The division has tracked the progress of black water along embankments and into area waterways, the result of a breach of a coal processing plant’s refuse impoundment. Regular monitoring and inspection of those ponds, sometimes acres in size, can be a challenge and a health concern when content is unknown. But creative thinking and ingenious rigging of the drones have allowed water sampling and depth analysis to take place with little or no human contact with the water.
With the advancements in drone technology, it was also just a matter of time before they became integrated into the Division of Forestry’s wildland fire suppression activities, said Assistant Fire Management Chief Michael Froelich.
A drone recently was used to monitor the perimeter of a large fire in Perry County. At one point, a column of smoke appeared to be outside of an area where crews had contained the fire earlier the day. The drone was quickly deployed and it was determined that the fire was in fact burning inside of the containment lines.
“Without the drone, a firefighter would have had to hike out to the area, walk the fire line, and then report back,” Froelich said. “Instead, it took less than five minutes,” Froelich said.
Drones, coupled with software like DroneDeploy or Pix4D, and mapping tools like Google, have allowed the Cabinet to improve the quality of data gathered, which has translated into more informed decision-making.
“Today’s drone technology allows us to obtain a wealth of data previously unavailable, and allows us to obtain that data in short order,” said Wesley Turner, geoprocessing specialist with the Division of Water.

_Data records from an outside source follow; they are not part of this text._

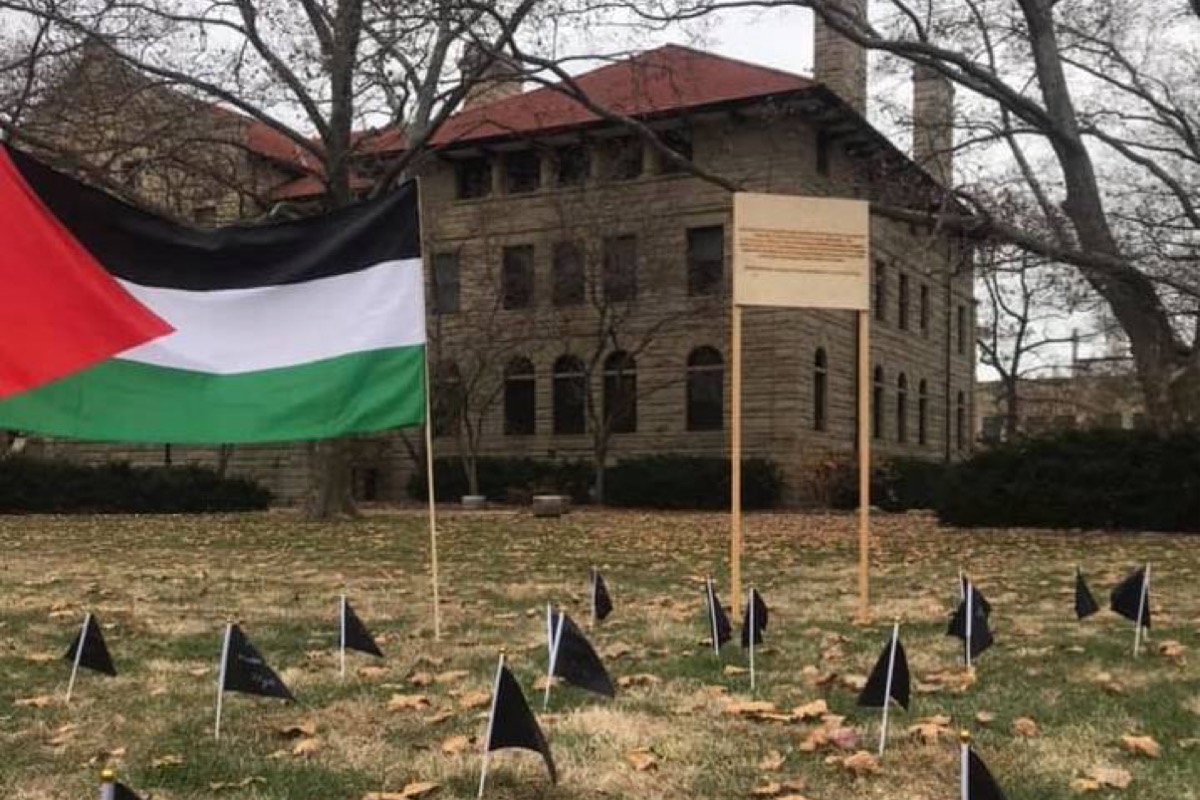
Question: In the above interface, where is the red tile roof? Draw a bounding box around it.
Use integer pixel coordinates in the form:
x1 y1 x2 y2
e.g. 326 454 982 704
362 44 815 152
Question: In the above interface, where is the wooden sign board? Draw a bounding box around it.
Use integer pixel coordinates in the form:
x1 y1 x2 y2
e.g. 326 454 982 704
732 193 870 310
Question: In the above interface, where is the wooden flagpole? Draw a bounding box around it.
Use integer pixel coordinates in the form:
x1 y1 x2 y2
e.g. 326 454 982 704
857 310 871 620
730 304 744 618
414 175 441 642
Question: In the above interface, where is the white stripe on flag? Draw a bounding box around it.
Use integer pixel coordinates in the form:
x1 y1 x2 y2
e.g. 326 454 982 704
118 258 425 374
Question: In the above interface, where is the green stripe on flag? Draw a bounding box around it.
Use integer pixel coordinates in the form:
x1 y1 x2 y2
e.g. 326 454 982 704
0 345 425 444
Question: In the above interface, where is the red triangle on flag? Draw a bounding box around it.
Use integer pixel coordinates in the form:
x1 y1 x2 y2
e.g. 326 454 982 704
0 147 172 399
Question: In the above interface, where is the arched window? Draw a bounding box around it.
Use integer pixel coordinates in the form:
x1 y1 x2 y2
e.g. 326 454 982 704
432 361 463 438
686 347 724 431
603 351 637 434
956 390 966 451
896 373 909 443
918 379 929 446
813 348 828 432
503 357 536 436
552 355 586 435
872 366 885 440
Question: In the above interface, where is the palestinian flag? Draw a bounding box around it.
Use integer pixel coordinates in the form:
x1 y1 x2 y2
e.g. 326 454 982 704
0 145 424 443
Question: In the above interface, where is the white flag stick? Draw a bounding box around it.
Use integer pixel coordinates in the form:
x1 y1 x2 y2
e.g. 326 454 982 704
65 612 90 704
590 568 598 629
1133 563 1150 658
960 733 970 800
214 622 232 741
747 588 756 691
878 622 900 757
339 594 347 680
543 609 565 710
478 650 506 800
706 578 721 661
964 582 974 672
99 769 116 800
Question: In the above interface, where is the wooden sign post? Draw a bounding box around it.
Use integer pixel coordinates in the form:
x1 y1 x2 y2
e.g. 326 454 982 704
731 193 872 618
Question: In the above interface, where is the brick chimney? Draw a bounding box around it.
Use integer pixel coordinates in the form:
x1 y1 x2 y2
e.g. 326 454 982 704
459 44 523 110
912 64 955 185
813 0 868 115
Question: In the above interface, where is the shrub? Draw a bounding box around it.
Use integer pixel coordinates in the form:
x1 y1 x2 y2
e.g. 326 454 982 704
604 456 783 510
0 457 271 514
824 457 946 512
408 458 593 504
937 429 1200 532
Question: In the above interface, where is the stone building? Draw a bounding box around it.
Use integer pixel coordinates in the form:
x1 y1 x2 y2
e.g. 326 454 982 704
976 372 1146 444
17 19 976 504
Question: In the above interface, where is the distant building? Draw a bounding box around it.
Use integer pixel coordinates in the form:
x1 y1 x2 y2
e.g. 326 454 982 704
21 2 977 504
976 372 1146 443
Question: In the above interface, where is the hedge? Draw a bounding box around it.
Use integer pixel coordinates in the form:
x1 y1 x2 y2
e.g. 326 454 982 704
827 457 948 512
0 457 271 514
407 457 593 504
937 429 1200 532
604 456 783 510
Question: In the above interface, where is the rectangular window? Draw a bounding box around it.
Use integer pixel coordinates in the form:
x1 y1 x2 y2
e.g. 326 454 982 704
956 304 967 355
898 273 910 331
432 252 460 314
455 157 491 199
687 226 724 296
874 261 887 322
659 129 693 174
919 284 930 335
504 150 540 194
556 144 590 187
603 235 638 303
502 245 535 309
816 131 830 176
552 242 585 307
602 137 642 181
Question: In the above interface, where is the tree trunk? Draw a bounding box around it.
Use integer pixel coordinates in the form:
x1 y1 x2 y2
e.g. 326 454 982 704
593 445 608 505
1003 380 1020 441
464 453 480 496
216 444 234 478
304 439 359 519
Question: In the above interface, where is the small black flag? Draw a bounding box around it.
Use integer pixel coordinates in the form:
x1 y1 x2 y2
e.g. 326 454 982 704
740 588 768 648
966 749 1009 800
550 611 615 698
102 780 143 800
486 664 557 785
858 628 910 711
64 612 116 677
592 568 613 623
1110 566 1150 628
947 589 993 660
960 575 993 618
705 579 732 652
221 624 294 701
341 597 383 657
1075 569 1100 620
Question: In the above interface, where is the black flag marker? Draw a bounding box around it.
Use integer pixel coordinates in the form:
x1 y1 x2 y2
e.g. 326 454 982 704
64 612 116 702
1074 568 1100 620
340 595 384 675
99 769 143 800
591 568 613 624
1110 564 1151 656
959 574 993 618
960 732 1009 800
947 581 993 666
704 577 732 658
546 609 615 701
740 588 768 649
479 653 556 798
858 623 911 756
215 623 293 740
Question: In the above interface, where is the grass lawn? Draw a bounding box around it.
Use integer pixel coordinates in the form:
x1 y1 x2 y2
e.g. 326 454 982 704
1 509 1197 800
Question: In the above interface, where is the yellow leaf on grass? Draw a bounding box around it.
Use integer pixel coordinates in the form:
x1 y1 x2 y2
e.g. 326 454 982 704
617 674 661 688
758 750 786 771
435 670 470 685
626 748 658 771
457 691 490 710
726 701 778 717
15 695 55 708
441 735 473 755
841 750 881 775
724 665 749 676
750 781 781 796
277 721 318 738
292 737 322 758
791 700 828 721
150 754 185 768
388 694 431 712
1012 717 1039 737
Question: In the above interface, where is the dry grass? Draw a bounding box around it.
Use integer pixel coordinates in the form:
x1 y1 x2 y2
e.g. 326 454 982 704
1 509 1197 800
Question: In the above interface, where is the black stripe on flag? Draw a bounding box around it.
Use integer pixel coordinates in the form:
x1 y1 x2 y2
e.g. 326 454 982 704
740 588 768 648
342 598 384 657
64 613 116 676
967 749 1009 800
221 624 294 701
706 580 732 650
6 145 419 291
487 665 557 784
592 569 613 623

In March, Turner’s team conducted the cabinet’s first bathymetric pilot project at Curtis Crum Reservoir in Martin County. The reservoir, built in 1969, is a primary source of water for area residents, but exact capacity has been hard to determine. Using an aerial drone, along with GIS software, the team mapped the ridgeline of the reservoir and the elevation of the water surface. An unmanned surface catamaran, or “drone boat” equipped with an echo sounder, then measured the depth of the reservoir and mapped its underwater features.
The bathymetric analysis has provided a much more accurate picture of the available water supply in Curtis Crum Reservoir, which can help officials provide reliable water service to local homes and businesses.
Drone-facilitated aerial photography and the data that can be extracted from the images have also been important in assessing sites and monitoring the progress of ongoing projects.
The Division of Waste Management is in the process of having drones document every landfill in the state. Use of the drones can provide a more informed view of an open dump or landfill, as opposed to what can be seen on foot.
“It’s a lot easier to see leachate or other issues from the air,” Thomas said.
Area, volume and distance can all be measured from the sky to determine the size of a dump, or even estimate the number of tires in a waste pile, Thomas said.
Exploring Future Uses
The Cabinet continues to explore new applications for drone functionality.
Plans include investing in a drone equipped with infrared sensors or thermal cameras. Such technology could be used for detecting harmful algal blooms, identifying leachate outbreaks at landfills, delineating wetlands, monitoring vegetative health and identifying plants that may be stressed from drought or other factors.
“I think we could better identify springs and seeps into water bodies and karst environments, monitor leaks in dams, and watch for drought conditions,” said Turner. “But, even without the added equipment, we can still greatly increase our capabilities just because we can get a bird’s eye view of the area which we can’t get on the ground.”
Kentucky’s Division of Forestry is exploring possible uses of drones beyond wildfire management, which could include monitoring invasive species like the Tree of Heaven and surveying the condition of species like the hemlock, a native tree being attacked by an invasive insect, the hemlock woolly adelgid.
“Instead of hiking up a steep drainage, we could fly the drone to do a quick aerial survey of how healthy the hemlocks are to decide if chemical treatment is needed,” said Abe Nielsen, environmental control supervisor with the division. Another of the division’s programs, the Timber Harvest Compliance Program, may also begin using drones to complete inspections of logging operations.
The possibilities are endless, Anderson said.
“When I first started working, we were using Polaroid cameras, and then we advanced to the digital camera,” Anderson said. “Pretty soon, instead of pulling out our phone, we’ll pull out our drone!”